Journalists also need to be careful and ethical while interviewing trauma survivors to avoid re-traumatizing them, she said, adding that simple things like asking permission and letting them choose the time and place will empower them.
Syed Zain Al-Mahmood, executive director of C-CAB said that there should be discussions about journalists’ mental health needs and newsroom should build guidelines and support mechanisms to help journalists who were facing psychological trauma.
C-CAB would work with newsrooms to bring trauma journalism resources to local journalists, he added.
C-CAB has localised Dart Center’s Style Guide for Trauma-informed Journalism which contains guidance on best practices in trauma reporting.
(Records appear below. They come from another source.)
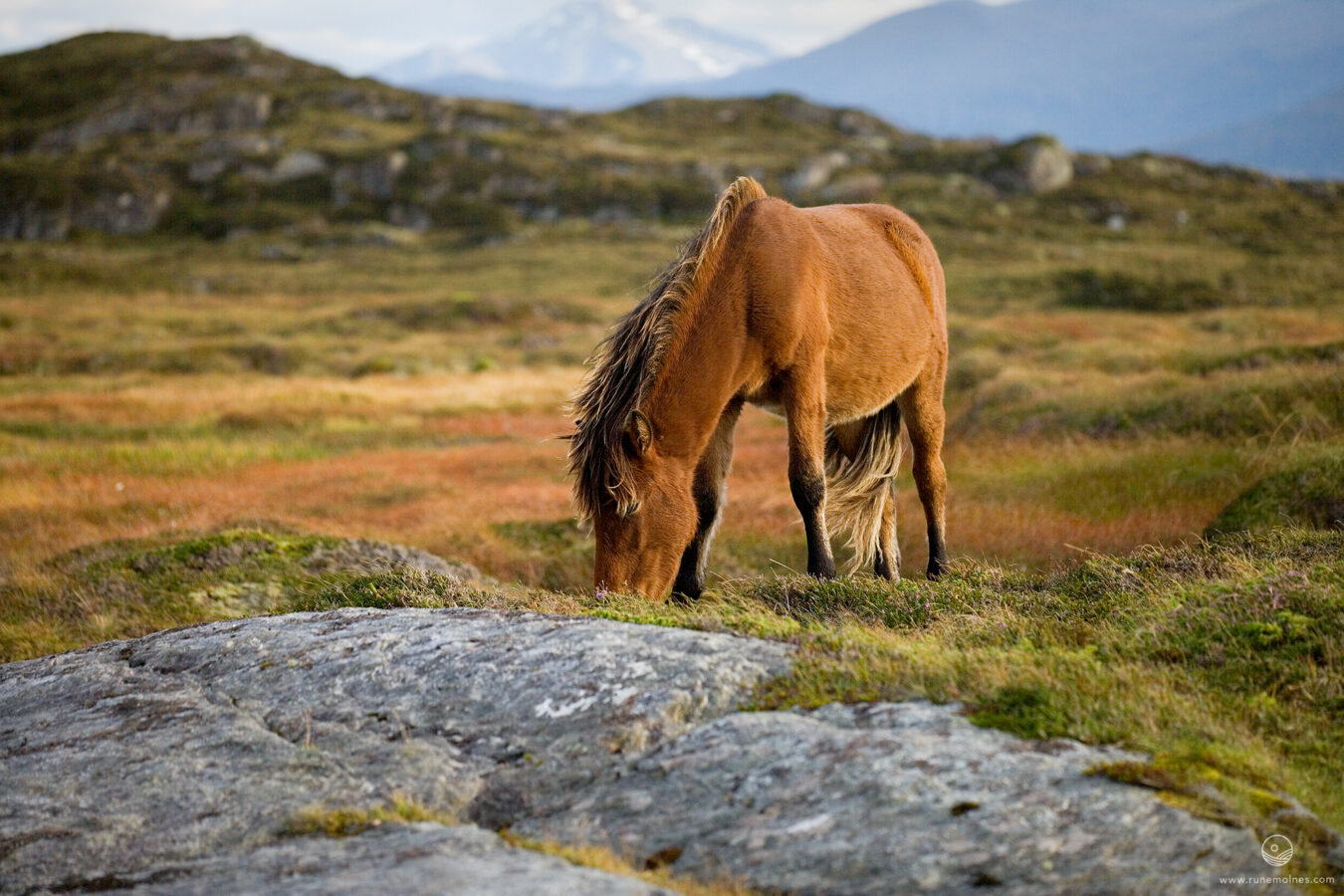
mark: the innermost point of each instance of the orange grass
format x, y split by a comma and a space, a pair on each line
469, 468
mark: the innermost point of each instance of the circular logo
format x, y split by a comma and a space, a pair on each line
1277, 849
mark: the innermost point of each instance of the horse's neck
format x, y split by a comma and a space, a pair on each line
699, 373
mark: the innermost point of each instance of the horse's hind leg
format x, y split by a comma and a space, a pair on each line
709, 488
806, 416
925, 422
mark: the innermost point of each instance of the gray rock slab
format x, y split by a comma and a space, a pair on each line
207, 741
891, 798
407, 860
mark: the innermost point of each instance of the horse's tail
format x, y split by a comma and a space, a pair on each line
857, 488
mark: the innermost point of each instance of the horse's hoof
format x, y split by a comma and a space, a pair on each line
687, 594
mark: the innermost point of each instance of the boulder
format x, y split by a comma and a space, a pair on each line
1033, 165
180, 762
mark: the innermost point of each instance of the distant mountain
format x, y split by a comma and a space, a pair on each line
1108, 76
1306, 140
587, 43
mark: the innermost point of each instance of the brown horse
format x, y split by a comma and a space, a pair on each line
835, 318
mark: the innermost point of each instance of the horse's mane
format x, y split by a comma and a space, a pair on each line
626, 362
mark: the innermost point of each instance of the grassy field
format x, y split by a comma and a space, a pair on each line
1110, 394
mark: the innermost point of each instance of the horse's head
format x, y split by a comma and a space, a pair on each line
647, 520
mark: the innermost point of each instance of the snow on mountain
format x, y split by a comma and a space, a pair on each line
588, 43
British high commission’s head of media and communications Frances Jacks, Dhaka Tribune’s editor Zafar Sobhan, Prothom Alo English web’s head Ayesha Kabir and University of Liberal Arts’ (ULAB) professor of media studies and journalism department Jude W Genilo also spoke at the webinar.
Around 90 journalists from print, electronic and online media attended the main presentation.
C-CAB has been working on both the supply and demand sides of the news ecosystem, ranging from building capacity in mobile journalism, conflict-sensitive journalism, and data journalism to training young people in media literacy.
The Dart Center for Journalism and Trauma, a project of the Columbia University Graduate School of Journalism, is an international resource centre dedicated to improving media coverage of trauma, conflict and tragedy.